High-resolution in situ AFM was used to study the adsorption of amelogenins onto the (100) face of single-crystal HAP. The crystals were large enough and smooth enough to allow the simultaneous determination of adsorbate quaternary species, adsorption amounts, and adsorption microstructures in real time. Although DLS shows that amelogenin exists as monodisperse nanospheres in solution at pH 8.0, the nanospheres disassembled onto the HAP surface to form oligomeric adsorbates. The surface-triggered disassembly mechanism reverses the process of oligomer self-assembly to form nanospheres. The adsorption behavior of rp(H)M180 is strikingly different than that of rpM179 even though the two proteins differ by a small histidine tag at the N-terminus. The adsorption of rp(H)M180 involves higher oligomer–oligomer binding energies, the formation of island morphologies, and the adsorption of a complete second protein layer. We propose that the histidine tag promotes oligomer–oligomer binding interactions by changing the protein charge and promoting imidazole ring-stacking interactions. These interactions lead to time-dependent increases in oligomer–oligomer binding that greatly reduce the disassembly kinetics in aged solutions. Our use of AFM to observe nanosphere disassembly, identify the adsorbate species, and quantify adsorption kinetics on HAP (100) has led to important insights on how self-assembled protein structures interact at surfaces and how small changes in the protein sequence can affect those interactions.

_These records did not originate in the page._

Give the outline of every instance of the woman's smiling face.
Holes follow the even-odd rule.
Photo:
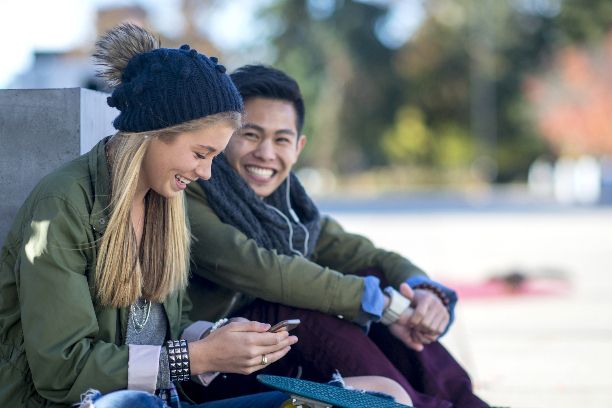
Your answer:
[[[225,149],[230,165],[261,198],[285,180],[306,144],[298,136],[296,114],[288,101],[253,98],[244,103],[242,127]]]
[[[141,168],[138,189],[152,188],[173,198],[198,178],[211,178],[212,158],[227,145],[233,130],[220,123],[195,132],[181,133],[168,144],[151,141]]]

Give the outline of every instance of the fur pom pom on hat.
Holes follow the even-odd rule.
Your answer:
[[[119,130],[155,130],[242,109],[225,67],[187,44],[160,48],[153,34],[126,23],[107,31],[95,48],[97,75],[114,88],[107,102],[121,112],[113,122]]]

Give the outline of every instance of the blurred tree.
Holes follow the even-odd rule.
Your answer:
[[[487,143],[496,180],[524,179],[548,147],[522,84],[568,42],[601,41],[612,26],[612,2],[499,0],[487,2],[487,15],[477,0],[424,0],[418,29],[387,48],[381,22],[394,5],[410,2],[420,4],[280,0],[267,10],[286,27],[273,40],[274,65],[296,78],[306,98],[309,142],[300,164],[345,173],[392,163],[469,166],[486,150],[474,134],[476,72],[493,87],[494,109],[480,117],[493,116]],[[478,53],[483,46],[488,54]]]

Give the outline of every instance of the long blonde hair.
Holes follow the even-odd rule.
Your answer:
[[[103,306],[127,306],[140,296],[161,303],[187,284],[191,235],[185,221],[183,194],[168,199],[149,191],[140,253],[137,248],[132,202],[151,141],[159,138],[171,144],[181,133],[219,123],[236,130],[241,122],[239,113],[222,112],[159,130],[118,132],[107,143],[112,150],[111,215],[100,242],[95,278],[96,295]]]

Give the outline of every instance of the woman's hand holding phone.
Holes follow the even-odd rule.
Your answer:
[[[268,333],[270,325],[235,319],[204,338],[189,343],[191,373],[195,376],[219,371],[250,374],[267,363],[278,360],[297,341],[295,336],[282,330]]]

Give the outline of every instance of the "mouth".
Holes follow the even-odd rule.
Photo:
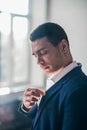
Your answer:
[[[49,66],[40,66],[42,70],[48,70],[49,69]]]

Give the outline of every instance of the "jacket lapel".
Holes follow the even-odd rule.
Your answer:
[[[63,83],[63,82],[62,82]],[[49,102],[49,100],[60,91],[61,87],[62,87],[62,83],[61,82],[57,82],[56,84],[54,84],[45,94],[45,96],[42,97],[41,102],[39,104],[38,110],[37,110],[37,114],[34,120],[34,124],[33,127],[35,127],[35,125],[37,124],[38,120],[40,119],[40,115],[42,110],[44,109],[44,107],[46,106],[47,102]]]

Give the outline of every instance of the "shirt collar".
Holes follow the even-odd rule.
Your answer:
[[[74,69],[77,66],[78,66],[78,64],[76,63],[76,61],[73,61],[71,64],[69,64],[68,66],[66,66],[61,72],[56,73],[55,75],[50,76],[47,79],[46,90],[48,90],[57,81],[59,81],[63,76],[65,76],[68,72],[70,72],[72,69]]]

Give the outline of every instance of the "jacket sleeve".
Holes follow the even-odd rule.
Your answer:
[[[87,130],[87,87],[77,89],[63,105],[62,130]]]
[[[37,104],[35,104],[29,111],[26,111],[22,108],[22,104],[20,104],[18,107],[18,111],[28,118],[33,119],[36,115],[37,107]]]

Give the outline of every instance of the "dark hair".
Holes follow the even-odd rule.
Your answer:
[[[47,37],[47,39],[54,46],[57,46],[62,39],[65,39],[68,42],[66,32],[60,25],[56,23],[47,22],[41,24],[30,34],[31,41],[35,41],[43,37]]]

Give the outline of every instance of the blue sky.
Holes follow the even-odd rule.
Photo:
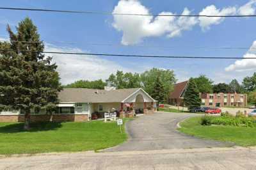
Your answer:
[[[161,0],[161,3],[150,0],[2,0],[0,6],[154,14],[204,12],[209,15],[236,15],[255,14],[255,0]],[[15,29],[15,26],[26,17],[30,17],[37,26],[42,39],[47,43],[47,50],[209,57],[254,57],[255,55],[255,50],[249,48],[254,45],[256,47],[256,43],[253,44],[256,40],[256,18],[216,20],[208,19],[200,20],[197,18],[179,20],[179,18],[173,18],[169,20],[166,18],[157,19],[148,17],[136,19],[138,17],[0,10],[0,38],[8,38],[6,24]],[[92,45],[92,43],[116,45]],[[169,46],[175,48],[161,47]],[[214,47],[248,49],[211,48]],[[173,70],[179,81],[205,74],[216,82],[228,82],[234,78],[241,81],[244,77],[252,75],[256,68],[256,63],[253,59],[236,61],[234,59],[140,59],[72,55],[54,55],[53,57],[54,61],[59,65],[58,71],[63,84],[79,79],[105,79],[116,70],[141,72],[152,67]]]

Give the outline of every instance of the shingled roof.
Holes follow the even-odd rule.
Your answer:
[[[188,81],[181,82],[174,85],[173,91],[170,94],[170,98],[179,98],[181,97],[183,91],[185,90],[186,86]]]
[[[140,88],[106,91],[85,88],[64,88],[59,93],[60,102],[115,103],[121,102]]]

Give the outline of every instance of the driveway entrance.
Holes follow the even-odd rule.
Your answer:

We gratefully acknowledge funding from the National Institutes of Health, NIH-NIDCH grant number DE-015347. The research was primarily performed at Pacific Northwest National Laboratory (PNNL), a facility operated by Battelle for the U.S. Department of Energy. A portion of the research was performed using EMSL, a national scientific user facility sponsored by the Department of Energy’s Office of Biological and Environmental Research, located at Pacific Northwest National Laboratory. Part of the research was performed as a user project at the Molecular Foundry, Lawrence Berkeley National Laboratory, with support from the Office of Science, Office of Basic Energy Sciences of the U.S. Department of Energy, under contract number DE-AC02-05CH11231.
The authors declare no competing financial interest.